The woman arched an eyebrow and looked Charlotte over, pausing on her dirty, bloodstained clothes. His urge to injure her shot into overdrive.

“And where did you study, if I may ask?”

“I had personal tutorship from one of the first ten,” Charlotte said, her voice glacially cold and cutting with scorn like a knife. “Don’t try to belittle me; you’re hopelessly outclassed. I see shortcomings in your every single aspect, from your lack of taste to your rotten morality. You’ve involved yourself in the basest of crimes. You facilitated murder, rape, and the torture of children. Your conduct is unbecoming a peer of realm.”

He almost winced.

The woman drew back, her cheeks turning red. “Please, spare me the rhetoric. We’re a higher breed. You know this as well as I do. You simply put on blinders and call it altruism. I call it willful ignorance. Those of us who are blueblood became so because our ancestors rose from the ranks of unwashed mobs. They were the thanes, the chiefs, the leaders of their people. The betters of the rest by virtue of their abilities and will. We’re their descendants. They climbed to power, and we maintain it. It’s that simple. These people you’re accusing me of crimes against live like animals. In many cases, being stripped of their freedom is the best thing that ever happened to them.”

Charlotte stared at her. “The function of a noble title is to serve the people. Seven blocks from here, there’s a body of a boy whose eyes have been gouged out with his mouth sewn shut. He was still alive when they did it. What is wrong with you? Are you human at all?”

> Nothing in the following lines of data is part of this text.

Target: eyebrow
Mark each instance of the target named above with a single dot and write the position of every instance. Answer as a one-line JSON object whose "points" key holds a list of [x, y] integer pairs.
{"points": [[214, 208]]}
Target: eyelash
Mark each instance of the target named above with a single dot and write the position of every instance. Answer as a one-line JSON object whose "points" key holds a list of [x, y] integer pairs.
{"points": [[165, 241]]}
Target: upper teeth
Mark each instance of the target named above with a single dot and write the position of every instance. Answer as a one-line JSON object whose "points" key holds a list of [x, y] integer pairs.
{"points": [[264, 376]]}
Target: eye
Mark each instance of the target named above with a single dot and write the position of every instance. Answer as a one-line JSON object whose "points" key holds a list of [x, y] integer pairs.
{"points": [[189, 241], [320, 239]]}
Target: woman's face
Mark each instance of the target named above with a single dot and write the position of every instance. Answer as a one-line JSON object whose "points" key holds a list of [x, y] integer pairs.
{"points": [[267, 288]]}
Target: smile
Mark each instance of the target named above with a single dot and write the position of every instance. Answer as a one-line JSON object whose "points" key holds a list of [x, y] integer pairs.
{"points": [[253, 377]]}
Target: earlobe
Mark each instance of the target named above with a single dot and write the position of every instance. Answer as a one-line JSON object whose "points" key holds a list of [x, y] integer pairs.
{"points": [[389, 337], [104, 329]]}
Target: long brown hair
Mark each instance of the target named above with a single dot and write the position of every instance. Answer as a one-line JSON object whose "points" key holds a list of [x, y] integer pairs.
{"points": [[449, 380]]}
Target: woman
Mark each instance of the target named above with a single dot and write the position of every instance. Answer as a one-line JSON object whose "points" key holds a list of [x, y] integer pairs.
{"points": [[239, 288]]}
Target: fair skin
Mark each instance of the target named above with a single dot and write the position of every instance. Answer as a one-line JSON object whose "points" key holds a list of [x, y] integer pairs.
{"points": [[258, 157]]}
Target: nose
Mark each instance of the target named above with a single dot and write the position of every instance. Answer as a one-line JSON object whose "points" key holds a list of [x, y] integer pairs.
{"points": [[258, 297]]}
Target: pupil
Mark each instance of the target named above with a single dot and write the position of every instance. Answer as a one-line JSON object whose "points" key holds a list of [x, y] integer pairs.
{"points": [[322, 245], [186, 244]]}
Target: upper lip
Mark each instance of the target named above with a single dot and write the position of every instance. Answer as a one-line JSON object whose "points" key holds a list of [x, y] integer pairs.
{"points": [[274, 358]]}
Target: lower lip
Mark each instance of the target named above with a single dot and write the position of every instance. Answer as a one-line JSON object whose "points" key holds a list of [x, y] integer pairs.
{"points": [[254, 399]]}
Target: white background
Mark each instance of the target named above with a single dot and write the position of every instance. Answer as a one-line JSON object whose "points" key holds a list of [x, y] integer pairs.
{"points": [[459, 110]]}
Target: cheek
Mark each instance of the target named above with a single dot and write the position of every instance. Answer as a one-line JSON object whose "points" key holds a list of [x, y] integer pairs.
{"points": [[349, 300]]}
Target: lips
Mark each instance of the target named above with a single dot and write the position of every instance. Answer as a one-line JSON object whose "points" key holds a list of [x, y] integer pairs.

“A regrettable but necessary casualty.” The bookkeeper crossed her thin arms on her chest. “But you are right, perhaps we should’ve left him with his lovely family to live in squalor while his parents drank themselves senseless in an effort to forget their own laziness and beat him when his existence reminded them of their baseness. Those who are capable act. They amount to something in life. They don’t live in filth, gorging themselves on cheap food, drowning in addictions, and rutting to produce yet more of their ilk. We rescue children from that. We provide a valuable service.”

Unbelievable.

Charlotte made a choking noise.

“Your condemnation means nothing,” the bookkeeper said. “This enterprise was conceived by a mind far superior to yours or mine. Think about it, when a blueblood buys a pretty young girl, she has a shot at a better life. If she’s smart, she will elevate herself by having his child. Just the other day, we fulfilled a special order for a childless couple. They wanted a pair of twins, a boy and a girl, between the ages of two and four, resembling both of them. Do you have any idea how difficult it was to find suitable children? Yet we’ve managed. Slavery is an opportunity. It’s regrettable you can’t understand that.”

Nothing either Charlotte or Richard could say would ever make this woman see reason.

“Kill her,” Charlotte said. “If you don’t kill her now, I’ll do it myself.”

“We need her testimony and information.” He approached the table. He had no idea how they would make it down the hill and to the port with a captive, but by gods, he would try.

“Killing me won’t be necessary.” The woman raised her chin. “Unlike you, I know my duty to the spear.”

She grasped her pendant.

Richard lunged to stop her.

The stone crunched under the pressure of her fingers. A blinding spike of light shot out into her chin, through her head, and out of her skull.

Charlotte gasped.

The bookkeeper sagged in her chair, dead, her head drooping to the side. The whole thing took less than a second. She had been wearing an Owner’s Gift necklace. He should have seen it, gods damn it.

The world screeched to a halt. He felt like he was falling.

All this time, all this work, and the arrogant scum killed herself. Was there no justice in the world?

Maybe Charlotte . . . He pivoted to her.